In the perfect world they’d just do it, let go of what needs to be let go, do right, forgive, move on from their past, open up etc… Things that I find very easy.. yet, I can’t quite seem to stay discipline in my own diet or meditation schedule…lol I’m way better now that I’ve cut out social media. But that’s just to say, we are all working on things. I can’t judge them until I get my own stuff together yes, but they still have been pretty lousy towards me – TF or not. And they don’t get passes for that. the best apology is changed behavior & whether they do so or not, I really don’t worry about it because I know my life is constantly creating more opportunities for my happiness & abundance.
Yea, I feel you on the dating thing. I am also dating others, friends/dating etc. My intention was really to make friends. But I decided to date too. Found myself laying in someones arms under the stars, i felt conflicted. it was everything I wanted, but not with the person I wanted. And I felt so mentally messed up because the person i wanted it with (my TF), has not been able to show me they deserve access to me like that.

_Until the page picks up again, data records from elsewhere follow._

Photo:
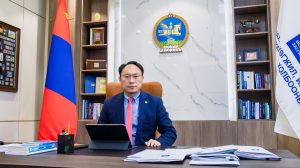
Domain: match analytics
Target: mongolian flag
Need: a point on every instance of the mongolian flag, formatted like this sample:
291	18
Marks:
288	69
59	101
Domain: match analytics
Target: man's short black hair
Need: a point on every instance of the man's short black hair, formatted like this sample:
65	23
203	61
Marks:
121	67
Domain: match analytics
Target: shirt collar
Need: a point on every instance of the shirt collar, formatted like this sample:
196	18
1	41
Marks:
136	96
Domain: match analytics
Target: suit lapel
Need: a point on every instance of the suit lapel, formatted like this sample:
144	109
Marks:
120	109
142	109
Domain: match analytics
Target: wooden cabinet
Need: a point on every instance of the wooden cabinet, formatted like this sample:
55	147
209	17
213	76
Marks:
255	90
93	57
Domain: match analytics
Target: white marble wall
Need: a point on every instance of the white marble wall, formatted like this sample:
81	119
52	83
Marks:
195	80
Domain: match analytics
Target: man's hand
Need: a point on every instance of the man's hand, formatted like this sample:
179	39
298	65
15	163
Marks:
152	143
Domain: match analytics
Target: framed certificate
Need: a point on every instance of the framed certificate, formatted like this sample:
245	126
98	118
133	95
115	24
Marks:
96	35
9	57
251	54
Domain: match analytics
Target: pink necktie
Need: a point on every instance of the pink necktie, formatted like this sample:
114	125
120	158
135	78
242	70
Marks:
129	118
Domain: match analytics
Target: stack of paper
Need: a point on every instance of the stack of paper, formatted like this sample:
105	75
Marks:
215	159
29	148
228	149
218	156
168	155
255	152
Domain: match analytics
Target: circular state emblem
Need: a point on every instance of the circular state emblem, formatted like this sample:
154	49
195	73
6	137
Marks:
170	33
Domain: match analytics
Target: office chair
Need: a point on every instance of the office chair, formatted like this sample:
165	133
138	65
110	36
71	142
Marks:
153	88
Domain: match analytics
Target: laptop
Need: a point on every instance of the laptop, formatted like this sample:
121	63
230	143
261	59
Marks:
108	136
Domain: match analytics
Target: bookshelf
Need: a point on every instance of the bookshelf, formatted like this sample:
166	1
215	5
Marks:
93	59
254	74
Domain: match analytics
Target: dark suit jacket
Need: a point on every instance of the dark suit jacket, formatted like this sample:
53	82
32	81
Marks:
152	115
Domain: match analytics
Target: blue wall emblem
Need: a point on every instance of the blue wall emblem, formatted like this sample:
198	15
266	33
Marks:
170	33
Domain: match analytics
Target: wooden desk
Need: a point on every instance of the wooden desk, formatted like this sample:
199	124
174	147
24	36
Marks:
85	158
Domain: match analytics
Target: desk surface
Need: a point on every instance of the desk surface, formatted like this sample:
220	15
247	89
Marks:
99	158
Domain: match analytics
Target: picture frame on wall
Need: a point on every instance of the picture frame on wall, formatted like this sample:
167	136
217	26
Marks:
9	57
97	35
252	54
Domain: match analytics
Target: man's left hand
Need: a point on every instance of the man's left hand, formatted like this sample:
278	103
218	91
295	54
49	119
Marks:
152	143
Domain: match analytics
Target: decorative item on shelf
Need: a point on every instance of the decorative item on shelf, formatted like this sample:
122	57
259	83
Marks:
97	17
96	64
101	85
239	58
251	54
9	57
263	56
247	26
96	35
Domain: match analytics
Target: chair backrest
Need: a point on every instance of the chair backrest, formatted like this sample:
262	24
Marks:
153	88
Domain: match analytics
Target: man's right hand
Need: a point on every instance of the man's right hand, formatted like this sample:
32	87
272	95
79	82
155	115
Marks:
152	143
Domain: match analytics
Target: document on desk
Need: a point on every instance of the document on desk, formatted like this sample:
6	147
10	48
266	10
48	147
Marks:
158	156
255	152
228	149
214	160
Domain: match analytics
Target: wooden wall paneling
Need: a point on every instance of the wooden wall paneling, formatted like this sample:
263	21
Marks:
257	133
188	133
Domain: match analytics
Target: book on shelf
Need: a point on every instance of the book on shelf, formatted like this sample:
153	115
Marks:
252	80
254	110
29	148
90	110
101	85
96	35
89	83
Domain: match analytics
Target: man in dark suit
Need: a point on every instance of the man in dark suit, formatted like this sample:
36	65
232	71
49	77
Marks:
142	112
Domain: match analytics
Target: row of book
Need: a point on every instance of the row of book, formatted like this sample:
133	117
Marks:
90	110
28	148
94	84
251	80
254	110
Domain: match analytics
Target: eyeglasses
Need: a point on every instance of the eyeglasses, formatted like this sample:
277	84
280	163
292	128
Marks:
133	76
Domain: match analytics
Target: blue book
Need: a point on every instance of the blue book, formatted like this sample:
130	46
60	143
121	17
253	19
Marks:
28	148
89	83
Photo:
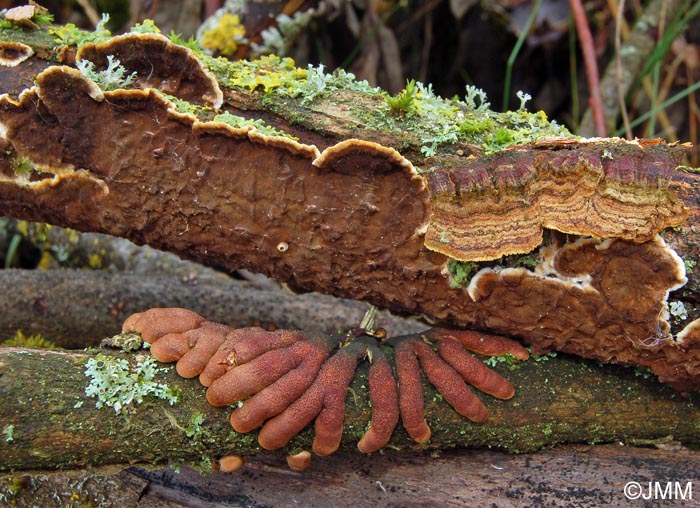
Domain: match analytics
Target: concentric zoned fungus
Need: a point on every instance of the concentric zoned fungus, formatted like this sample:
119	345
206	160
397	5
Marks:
358	219
288	380
158	63
14	53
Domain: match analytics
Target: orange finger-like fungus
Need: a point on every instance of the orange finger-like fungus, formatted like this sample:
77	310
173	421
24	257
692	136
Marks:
473	371
482	343
324	400
14	53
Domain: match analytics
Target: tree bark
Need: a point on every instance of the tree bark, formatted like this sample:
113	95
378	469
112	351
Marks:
582	475
53	424
78	308
139	181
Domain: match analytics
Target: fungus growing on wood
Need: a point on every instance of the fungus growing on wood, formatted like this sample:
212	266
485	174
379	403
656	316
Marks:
352	219
14	53
160	64
288	379
231	463
501	204
299	461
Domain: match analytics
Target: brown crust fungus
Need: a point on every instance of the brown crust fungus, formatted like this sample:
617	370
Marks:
14	53
498	205
159	64
357	221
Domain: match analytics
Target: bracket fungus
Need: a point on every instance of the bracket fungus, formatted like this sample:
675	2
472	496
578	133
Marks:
500	204
357	220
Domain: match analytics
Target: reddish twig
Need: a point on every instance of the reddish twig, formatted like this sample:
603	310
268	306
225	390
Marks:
589	58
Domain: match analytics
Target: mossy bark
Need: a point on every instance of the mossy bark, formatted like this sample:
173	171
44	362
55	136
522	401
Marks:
49	423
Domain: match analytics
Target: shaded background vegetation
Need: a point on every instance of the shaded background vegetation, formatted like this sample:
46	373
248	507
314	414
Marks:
452	43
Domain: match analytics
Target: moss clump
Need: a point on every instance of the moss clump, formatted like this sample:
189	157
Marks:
71	35
461	272
35	341
226	36
405	101
241	122
115	383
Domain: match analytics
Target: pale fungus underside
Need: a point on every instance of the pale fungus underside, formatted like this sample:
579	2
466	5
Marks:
358	219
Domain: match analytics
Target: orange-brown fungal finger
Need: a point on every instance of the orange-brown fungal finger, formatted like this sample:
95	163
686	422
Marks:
449	383
244	380
176	346
279	430
226	357
231	463
411	402
384	396
281	394
299	461
473	370
337	374
482	343
207	340
155	323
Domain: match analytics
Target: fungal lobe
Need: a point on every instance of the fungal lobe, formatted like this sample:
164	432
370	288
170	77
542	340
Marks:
487	207
357	220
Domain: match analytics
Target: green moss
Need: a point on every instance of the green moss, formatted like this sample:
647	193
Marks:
240	122
35	341
190	43
22	166
9	433
116	384
114	77
226	36
38	19
147	27
461	272
405	101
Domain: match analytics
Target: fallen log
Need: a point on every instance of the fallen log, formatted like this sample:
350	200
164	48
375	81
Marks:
583	475
48	421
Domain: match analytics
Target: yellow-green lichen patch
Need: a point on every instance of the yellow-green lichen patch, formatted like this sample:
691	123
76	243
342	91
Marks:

I still love them deeply. If they got it together while I was single & wanted to work it out, i’d consider it. But I am also okay with dating others, & im pretty optimistic now that whoever comes into my life whether its them or someone else, will be who I am supposed to be with & a good thing for me.
I too got all the signs, and the signs do get louder when you ignore & avoid it. But once you accept it, you’re not stuck, you just move forward and past it. It’s just a reminder to not turn back into old unhealthy patterns. And Im okay with that as initially i was on the wrong track.